The nasal cavity is divided into paired chambers separated by a bony and cartilaginous septum. Each chamber is divided into three regions:
(a)
Vestibule of the nasal cavity
(b)
Respiratory region
(c)
Olfactory region
31.1.2.1 Vestibule of the Nasal Cavity
The nasal cavity extends from the nares anteriorly to the choanae posteriorly. Just behind the nares, the nasal cavity widens and forms the vestibule (Stenberg 1997). It is lined with keratinized stratified squamous epithelium and the dermis (Fig. 31.6) that contains connective tissue elements, many hair follicles (hairs in this region are called vibrissae) (Figs. 31.7 and 31.8), and sebaceous glands and sweat glands (Figs. 31.9 and 31.10) (see Sect. 31.1.2).
Fig. 31.6
(a) Light micrograph of the epidermis of the vestibule (scale bar: 5 μm) (Araldite block, stain: methylene blue). (b) Electron micrograph (TEM) of the epidermis of the vestibule (scale bar: 5 μm) (Araldite block, stain: uranyl acetate/lead citrate). Both specimens were obtained from fresh frozen cadavers at a microscopic anatomy lab at Hacettepe University, Faculty of Medicine, Department of Anatomy. TEM: transmission electron microscopy. E epidermis, D dermis, 1 stratum corneum, 2 stratum spinosum, 3 stratum granulosum and 4 stratum basale
Fig. 31.7
Light micrograph from the dermis of the vestibule (scale bar: 100 μm). (a) Hair follicle and vibrissae, longitudinal section (paraffin block, stain: H&E). (b) Hair follicle and vibrissae, cross (HC) and longitudinal section (HL) (Araldite block, stain: methylene blue) (scale bar: 100 μm). The specimens were obtained from fresh frozen cadavers at a microscopic anatomy lab at Hacettepe University, Faculty of Medicine, Department of Anatomy.
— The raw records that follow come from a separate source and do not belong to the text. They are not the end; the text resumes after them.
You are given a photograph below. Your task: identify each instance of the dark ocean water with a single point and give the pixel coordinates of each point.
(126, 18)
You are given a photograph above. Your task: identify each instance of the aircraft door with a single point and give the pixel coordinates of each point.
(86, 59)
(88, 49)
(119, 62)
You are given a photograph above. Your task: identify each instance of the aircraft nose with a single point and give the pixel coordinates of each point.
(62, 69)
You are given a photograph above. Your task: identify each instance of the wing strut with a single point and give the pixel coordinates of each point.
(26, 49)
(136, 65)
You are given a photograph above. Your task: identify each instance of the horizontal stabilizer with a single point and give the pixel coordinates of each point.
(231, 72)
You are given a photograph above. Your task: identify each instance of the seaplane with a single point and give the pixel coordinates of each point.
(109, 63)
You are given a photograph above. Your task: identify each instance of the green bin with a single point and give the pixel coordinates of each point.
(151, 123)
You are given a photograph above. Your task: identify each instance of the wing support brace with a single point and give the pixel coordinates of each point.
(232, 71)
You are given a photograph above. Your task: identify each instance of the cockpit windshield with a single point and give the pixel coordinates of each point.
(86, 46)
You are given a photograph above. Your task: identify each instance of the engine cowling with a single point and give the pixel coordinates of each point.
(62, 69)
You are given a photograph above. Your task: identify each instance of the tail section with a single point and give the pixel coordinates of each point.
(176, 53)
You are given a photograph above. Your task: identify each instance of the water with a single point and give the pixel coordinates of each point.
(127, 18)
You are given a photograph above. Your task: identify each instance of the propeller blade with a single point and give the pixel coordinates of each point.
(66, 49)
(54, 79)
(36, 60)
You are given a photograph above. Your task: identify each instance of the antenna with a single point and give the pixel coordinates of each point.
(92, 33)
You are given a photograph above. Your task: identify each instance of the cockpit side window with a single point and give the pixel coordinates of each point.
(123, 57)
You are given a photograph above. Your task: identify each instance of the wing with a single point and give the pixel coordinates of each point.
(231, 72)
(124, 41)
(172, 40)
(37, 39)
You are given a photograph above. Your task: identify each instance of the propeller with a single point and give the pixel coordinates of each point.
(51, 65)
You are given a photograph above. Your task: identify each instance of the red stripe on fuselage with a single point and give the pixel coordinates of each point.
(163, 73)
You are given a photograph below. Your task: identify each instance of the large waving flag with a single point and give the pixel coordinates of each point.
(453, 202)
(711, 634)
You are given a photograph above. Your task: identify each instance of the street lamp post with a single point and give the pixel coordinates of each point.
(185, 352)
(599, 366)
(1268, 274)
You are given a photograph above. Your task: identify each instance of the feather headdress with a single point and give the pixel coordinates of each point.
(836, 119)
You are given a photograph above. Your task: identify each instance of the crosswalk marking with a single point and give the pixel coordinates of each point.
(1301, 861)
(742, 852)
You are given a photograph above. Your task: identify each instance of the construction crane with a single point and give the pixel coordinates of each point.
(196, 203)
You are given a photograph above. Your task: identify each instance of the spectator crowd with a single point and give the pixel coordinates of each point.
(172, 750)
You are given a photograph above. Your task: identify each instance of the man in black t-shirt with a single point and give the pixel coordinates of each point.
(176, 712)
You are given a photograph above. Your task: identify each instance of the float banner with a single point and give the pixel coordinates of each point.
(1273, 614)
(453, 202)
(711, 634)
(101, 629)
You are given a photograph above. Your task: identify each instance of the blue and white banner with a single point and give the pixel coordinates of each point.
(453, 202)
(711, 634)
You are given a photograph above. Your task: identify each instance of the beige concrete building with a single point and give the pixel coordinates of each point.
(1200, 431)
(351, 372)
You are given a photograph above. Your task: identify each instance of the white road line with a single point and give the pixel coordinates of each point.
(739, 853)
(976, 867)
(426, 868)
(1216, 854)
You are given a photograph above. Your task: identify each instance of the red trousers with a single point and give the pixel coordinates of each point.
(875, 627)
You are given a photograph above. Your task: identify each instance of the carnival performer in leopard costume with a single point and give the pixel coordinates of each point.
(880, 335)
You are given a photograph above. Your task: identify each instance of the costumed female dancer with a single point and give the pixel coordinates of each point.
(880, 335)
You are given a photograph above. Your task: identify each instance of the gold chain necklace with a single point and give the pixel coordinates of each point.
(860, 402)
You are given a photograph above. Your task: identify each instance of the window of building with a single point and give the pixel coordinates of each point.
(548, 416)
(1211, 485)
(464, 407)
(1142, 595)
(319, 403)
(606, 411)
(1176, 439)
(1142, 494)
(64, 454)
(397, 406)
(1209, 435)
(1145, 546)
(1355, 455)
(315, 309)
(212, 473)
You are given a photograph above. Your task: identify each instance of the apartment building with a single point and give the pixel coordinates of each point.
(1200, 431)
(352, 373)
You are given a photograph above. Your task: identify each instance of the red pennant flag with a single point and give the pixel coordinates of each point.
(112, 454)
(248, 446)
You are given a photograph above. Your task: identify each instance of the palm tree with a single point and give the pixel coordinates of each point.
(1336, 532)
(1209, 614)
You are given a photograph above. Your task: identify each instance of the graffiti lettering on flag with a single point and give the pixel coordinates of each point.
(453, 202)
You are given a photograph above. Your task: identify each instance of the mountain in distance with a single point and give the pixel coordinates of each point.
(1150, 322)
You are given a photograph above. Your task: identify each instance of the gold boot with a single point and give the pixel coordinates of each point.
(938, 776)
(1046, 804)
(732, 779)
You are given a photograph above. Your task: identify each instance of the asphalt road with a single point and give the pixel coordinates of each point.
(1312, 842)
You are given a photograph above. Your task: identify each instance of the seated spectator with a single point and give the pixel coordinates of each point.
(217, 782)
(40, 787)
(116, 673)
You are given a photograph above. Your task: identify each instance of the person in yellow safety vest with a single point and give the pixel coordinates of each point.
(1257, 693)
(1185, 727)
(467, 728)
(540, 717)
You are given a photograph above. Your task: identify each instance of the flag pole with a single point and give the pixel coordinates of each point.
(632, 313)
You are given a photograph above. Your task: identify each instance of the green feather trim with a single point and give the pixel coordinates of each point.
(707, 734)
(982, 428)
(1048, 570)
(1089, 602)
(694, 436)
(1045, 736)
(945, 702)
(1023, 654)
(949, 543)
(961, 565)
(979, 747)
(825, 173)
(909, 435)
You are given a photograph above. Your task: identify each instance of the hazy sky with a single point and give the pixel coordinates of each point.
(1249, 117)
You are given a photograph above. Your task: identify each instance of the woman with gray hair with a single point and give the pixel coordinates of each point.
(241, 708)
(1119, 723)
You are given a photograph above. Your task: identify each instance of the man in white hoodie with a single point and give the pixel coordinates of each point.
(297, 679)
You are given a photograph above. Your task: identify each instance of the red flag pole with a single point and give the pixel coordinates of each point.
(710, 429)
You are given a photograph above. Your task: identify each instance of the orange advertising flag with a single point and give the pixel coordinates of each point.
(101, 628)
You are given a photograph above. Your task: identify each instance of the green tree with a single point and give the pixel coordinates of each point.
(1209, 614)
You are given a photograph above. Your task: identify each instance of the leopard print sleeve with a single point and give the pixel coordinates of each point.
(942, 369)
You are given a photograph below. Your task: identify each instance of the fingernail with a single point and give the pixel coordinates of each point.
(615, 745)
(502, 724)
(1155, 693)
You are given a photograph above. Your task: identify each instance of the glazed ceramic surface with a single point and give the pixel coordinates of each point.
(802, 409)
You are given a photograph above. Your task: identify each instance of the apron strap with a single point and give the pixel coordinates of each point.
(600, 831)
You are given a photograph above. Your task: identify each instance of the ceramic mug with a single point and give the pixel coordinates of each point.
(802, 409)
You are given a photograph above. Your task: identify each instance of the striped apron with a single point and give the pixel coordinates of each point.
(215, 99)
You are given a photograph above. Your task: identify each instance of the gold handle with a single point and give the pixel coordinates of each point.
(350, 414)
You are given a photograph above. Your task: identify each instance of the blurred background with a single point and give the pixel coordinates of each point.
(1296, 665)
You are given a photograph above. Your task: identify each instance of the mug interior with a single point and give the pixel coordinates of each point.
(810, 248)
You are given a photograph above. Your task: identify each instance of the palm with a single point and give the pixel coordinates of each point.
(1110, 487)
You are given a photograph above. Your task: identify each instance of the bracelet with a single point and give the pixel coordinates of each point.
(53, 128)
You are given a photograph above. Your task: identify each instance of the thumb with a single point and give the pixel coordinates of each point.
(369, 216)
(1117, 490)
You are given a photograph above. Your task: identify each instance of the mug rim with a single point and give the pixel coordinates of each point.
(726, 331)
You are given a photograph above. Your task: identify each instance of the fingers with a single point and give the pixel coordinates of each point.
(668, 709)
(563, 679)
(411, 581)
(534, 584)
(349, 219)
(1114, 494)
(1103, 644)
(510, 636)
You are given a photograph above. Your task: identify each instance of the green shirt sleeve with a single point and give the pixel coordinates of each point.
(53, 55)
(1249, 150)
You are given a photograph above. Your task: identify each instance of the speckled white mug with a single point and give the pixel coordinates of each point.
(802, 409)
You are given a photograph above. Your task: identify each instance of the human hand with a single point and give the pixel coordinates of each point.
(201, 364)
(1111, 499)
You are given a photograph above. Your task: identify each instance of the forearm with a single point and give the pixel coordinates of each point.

H&E hematoxylin and eosin, E epithelial cells
Fig. 31.8
Electron micrographs (TEM) from the dermis of the vestibule. (a) Cross and (b) longitudinal sections of the vibrissae (scale bar: 5 μm) (Araldite block, stain: uranyl acetate/lead citrate). The specimen was obtained from a fresh frozen cadaver at a microscopic anatomy lab at Hacettepe University, Faculty of Medicine, Department of Anatomy. TEM transmission electron microscopy E epithelial cells
Fig. 31.9
The sebaceous glands (arrows) from the dermis of the vestibule (scale bar: 5 μm). (a) Light micrograph (paraffin block, stain: H&E). (b) Light micrograph (Araldite block, stain: methylene blue). (c) Electron micrographs (TEM) (Araldite block, stain: uranyl acetate/lead citrate). H&E hematoxylin and eosin, TEM transmission electron microscopy
Fig. 31.10
The sweat glands and their myoepithelial cells (arrows) from the dermis of the vestibule. (a) Light micrograph (paraffin block, stain: H&E) (scale bar: 5 μm). (b) Electron micrographs (TEM) (Araldite block, stain: uranyl acetate/lead citrate) (scale bar: 100 μm). H&E hematoxylin and eosin, TEM transmission electron microscopy
Stratified squamous epithelium consists of several layers of cells. The flattened cells form its outer layer and the deepest cells are columnar. The epidermis is composed of four distinct layers. These are the stratum corneum, stratum spinosum, stratum granulosum, and stratum basale (stratum germinativum) (Fig. 31.6). The cells of the stratum corneum are anucleate corneal cells (squamous), called corneocytes or cornified cells. The corneocytes are flattened cells that lack nuclei and cytoplasmic organelles. The cells contain aggregated keratin filaments. The upper spinous layer and granular cell layer also contain smaller lamellate granules called lamellar, membrane-coating granules (MCGs or Odland bodies). These are numerous within the upper spinous layer. They play an important role in providing the barrier and intercellular cohesion functions of the stratum corneum. They release their lipid components into the intercellular space. The basal and spinous cells together are called the Malpighian layer, which includes cells such as melanocytes, Langerhans cells and Merkel cells. When outer cells become damaged, cell division occurs within the basal layer. The cells move outwards to the stratum corneum, passing through the stratum spinosum. The characteristics of these cells then transdifferentiate to become the cells of the stratum corneum. There are biochemical and signaling interactions between the epithelial cells, including desmosomes, adherens junctions, gap junctions, and tight junctions (McGrath et al. 2010).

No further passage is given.